Editor’s Note (contributed by Ferric C. Fang, MD – Deputy Editor): The small proportion of preventable sepsis-related deaths observed in this study is related to the small proportion who received IEAT (inappropriate empirical antibiotic treatment, ie, mismatched to organism susceptibility), which was observed in just 16 subjects comprising 5.3% of sepsis-associated deaths. This is considerably lower than the 32% of patients observed to receive IEAT for severe bacterial infections in a meta-analysis of nearly 75 000 patients in 191 studies (Carrara, et al. Int J Antimicrob Agents 51:548–53, 2018). As IEAT is associated with the prevalence of multidrug-resistant Gram-negative organisms and mortality rates, one might have expected the proportion to be even higher in this cohort of patients with sepsis-associated death. However, as microbiological data were not provided, the reasons for the unexpectedly low proportion of IEAT cannot be ascertained.

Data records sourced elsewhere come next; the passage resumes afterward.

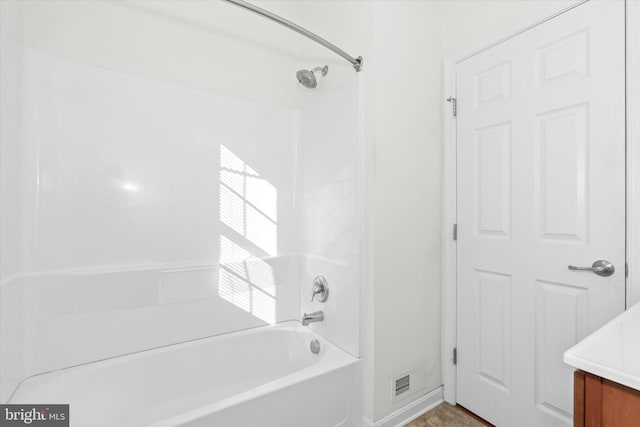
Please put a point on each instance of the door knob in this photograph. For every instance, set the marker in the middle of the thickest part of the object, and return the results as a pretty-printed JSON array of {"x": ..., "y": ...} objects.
[{"x": 601, "y": 267}]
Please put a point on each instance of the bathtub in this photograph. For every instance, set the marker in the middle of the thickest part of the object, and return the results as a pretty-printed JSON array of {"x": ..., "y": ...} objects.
[{"x": 266, "y": 376}]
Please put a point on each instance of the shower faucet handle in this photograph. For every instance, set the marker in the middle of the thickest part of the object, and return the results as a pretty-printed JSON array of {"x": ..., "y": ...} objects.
[{"x": 320, "y": 288}]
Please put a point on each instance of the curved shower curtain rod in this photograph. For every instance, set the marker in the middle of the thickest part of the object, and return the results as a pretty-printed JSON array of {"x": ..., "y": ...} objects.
[{"x": 356, "y": 62}]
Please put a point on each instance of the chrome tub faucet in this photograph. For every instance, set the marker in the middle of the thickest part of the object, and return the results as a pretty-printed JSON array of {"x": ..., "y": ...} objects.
[{"x": 316, "y": 316}]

The conclusion that few sepsis-associated deaths are preventable may not be applicable to other settings with higher rates of MDROs and IEAT.

Case Vignette: Parvovirus B19 And Acute Hepatic Failure

Islek A, Keskin H, Agın M, Aksungur N, Korkut E, Ozturk G. Parvovirus B19 Infection as a Rare Cause of Fulminant Liver Failure: A Case Report. Transplant Proc. 2019 May;51(4):1169–1171. doi: 10.1016/j.transproceed.2019.01.084. Epub 2019 Feb 7. PubMed PMID: 31101193.

Islek and colleagues describe 3 previously healthy children with fulminant liver failure as a consequence of acute infection with parvovirus B19. A 5-year-old girl developed a febrile illness with skin rash, and 6 days later, blood tests demonstrated evidence of severe acute hepatocellular injury. Parvovirus B19 immunoglobulin M (IgM) antibody was positive as was polymerase chain reaction (PCR). She developed progressive hepatic failure and underwent successful liver transplantation. Testing after 3 months failed to detect circulating parvovirus DNA.

A 14-year-old boy was admitted with fatigue and jaundice 2 weeks after an upper respiratory tract infection. Serum ALT and AST were 1810 U/L and 1680 U/L, respectively, and bilirubin was 13 mg/dL. Both parvovirus B19 IgM antibody and PCR were positive. He developed progressive hepatic failure and then underwent successful liver transplantation. Parvovirus PCR was negative 10 weeks after transplantation. A 16-year-old boy, the brother of the 14-year-old, also presented with acute hepatic failure after an upper respiratory tract infection and had the same evidence for acute parvovirus infection. He, however, spontaneously recovered.

Of note is that there is no mention of arthralgias in these patients, 2 of whom apparently had no skin rash—findings consistent with the lack of immunoglobulin G antibody directed against the virus on presentation. Somewhat surprisingly, none of the 3 were anemic (hemoglobin levels were 12.6–14.4 g/dL). All had negative studies for other causes of acute hepatic failure. There is no mention in the case reports of treatment with intravenous immunoglobulin, although all 3 patients underwent plasma exchange. All managed to clear the virus despite administration of immunosuppressive therapy to prevent rejection of the transplanted liver in the first 2 cases.

The authors indicate that the number of cases of acute hepatitis due to parvovirus B19 reported in the English literature is quite small. The occurrence of this syndrome in 2 brothers raises the issue of an inherited genetic abnormality predisposing to severe infection with parvovirus B19. Testing for parvovirus B19 should be part of the search for an etiology of fulminant hepatic failure.